An Untouched House by Willem Frederik Hermans

An Untouched House

Willem Frederik Hermans

A slip of a book at 80 pages, but what's in those pages is devastating. There's a dark core to this book, but that's how it should be with a story set during the final desperate months of the Second World War, as the Russian army crush anything in their path in pursuit of the the retreating Germans. Anything less would have felt wrong. It is unsettling, blunt, shocking - like a punch to the guts. Disturbingly memorable.

Extract
The roof flew up like a swarm of black slate. Smoke started coiling out of the the windows at a tempo that was very different from mine.
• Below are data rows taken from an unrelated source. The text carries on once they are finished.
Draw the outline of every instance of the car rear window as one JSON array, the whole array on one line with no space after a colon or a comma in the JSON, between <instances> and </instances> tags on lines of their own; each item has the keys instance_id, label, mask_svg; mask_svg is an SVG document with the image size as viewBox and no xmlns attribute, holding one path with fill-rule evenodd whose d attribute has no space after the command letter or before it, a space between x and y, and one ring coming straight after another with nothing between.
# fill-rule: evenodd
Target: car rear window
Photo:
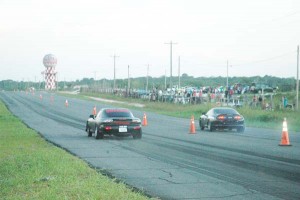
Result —
<instances>
[{"instance_id":1,"label":"car rear window","mask_svg":"<svg viewBox=\"0 0 300 200\"><path fill-rule=\"evenodd\" d=\"M131 112L125 109L107 109L105 115L107 117L132 117Z\"/></svg>"},{"instance_id":2,"label":"car rear window","mask_svg":"<svg viewBox=\"0 0 300 200\"><path fill-rule=\"evenodd\" d=\"M215 114L238 114L233 109L215 109Z\"/></svg>"}]
</instances>

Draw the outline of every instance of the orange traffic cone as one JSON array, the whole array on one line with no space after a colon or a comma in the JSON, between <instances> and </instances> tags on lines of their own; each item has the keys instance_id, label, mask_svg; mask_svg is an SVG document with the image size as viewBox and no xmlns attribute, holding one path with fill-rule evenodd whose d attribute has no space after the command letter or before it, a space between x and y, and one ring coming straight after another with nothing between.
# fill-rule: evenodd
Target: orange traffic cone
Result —
<instances>
[{"instance_id":1,"label":"orange traffic cone","mask_svg":"<svg viewBox=\"0 0 300 200\"><path fill-rule=\"evenodd\" d=\"M144 113L142 125L143 125L143 126L147 126L147 125L148 125L146 113Z\"/></svg>"},{"instance_id":2,"label":"orange traffic cone","mask_svg":"<svg viewBox=\"0 0 300 200\"><path fill-rule=\"evenodd\" d=\"M192 117L191 117L190 133L191 134L195 134L196 133L194 115L192 115Z\"/></svg>"},{"instance_id":3,"label":"orange traffic cone","mask_svg":"<svg viewBox=\"0 0 300 200\"><path fill-rule=\"evenodd\" d=\"M68 107L68 106L69 106L68 99L66 99L65 106L66 106L66 107Z\"/></svg>"},{"instance_id":4,"label":"orange traffic cone","mask_svg":"<svg viewBox=\"0 0 300 200\"><path fill-rule=\"evenodd\" d=\"M93 108L93 115L97 115L97 108L96 108L96 106L94 106L94 108Z\"/></svg>"},{"instance_id":5,"label":"orange traffic cone","mask_svg":"<svg viewBox=\"0 0 300 200\"><path fill-rule=\"evenodd\" d=\"M279 146L292 146L290 144L286 118L284 118L283 123L282 123L282 136L281 136L281 142L280 142Z\"/></svg>"},{"instance_id":6,"label":"orange traffic cone","mask_svg":"<svg viewBox=\"0 0 300 200\"><path fill-rule=\"evenodd\" d=\"M43 95L41 95L41 94L40 94L40 100L41 100L41 101L43 100Z\"/></svg>"},{"instance_id":7,"label":"orange traffic cone","mask_svg":"<svg viewBox=\"0 0 300 200\"><path fill-rule=\"evenodd\" d=\"M54 97L51 96L51 97L50 97L50 103L53 103L53 101L54 101Z\"/></svg>"}]
</instances>

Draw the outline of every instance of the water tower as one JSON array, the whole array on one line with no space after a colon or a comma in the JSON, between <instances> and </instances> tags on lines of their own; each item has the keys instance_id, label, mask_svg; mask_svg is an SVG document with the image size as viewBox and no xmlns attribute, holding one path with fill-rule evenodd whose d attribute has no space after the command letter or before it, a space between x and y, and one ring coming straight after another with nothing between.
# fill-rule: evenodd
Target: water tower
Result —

A German emerged and ran for the road. I shot him. A second, as well. A third. A fourth. They bent double like butterflies being mounted. I stabbed them to death with a pin six hundred feet long. I didn't manage to hit the fifth before he'd jumped in the river. I clicked a new magazine into my rifle and by the time I'd emptied it, I was certain the German's head was no longer visible above water. I leapt up and raced forward with all kinds of things running through my mind. One of the Germans might not be dead. He could shoot me with his pistol. Or there might have been more of them in the house; there could still be a couple in there. Or they'd jumped out at the rear while I was trying to hit the swimmer and hidden in the bushes on the hillside. They couldn't possibly miss as I passed by. But I didn't know what else I could do except run.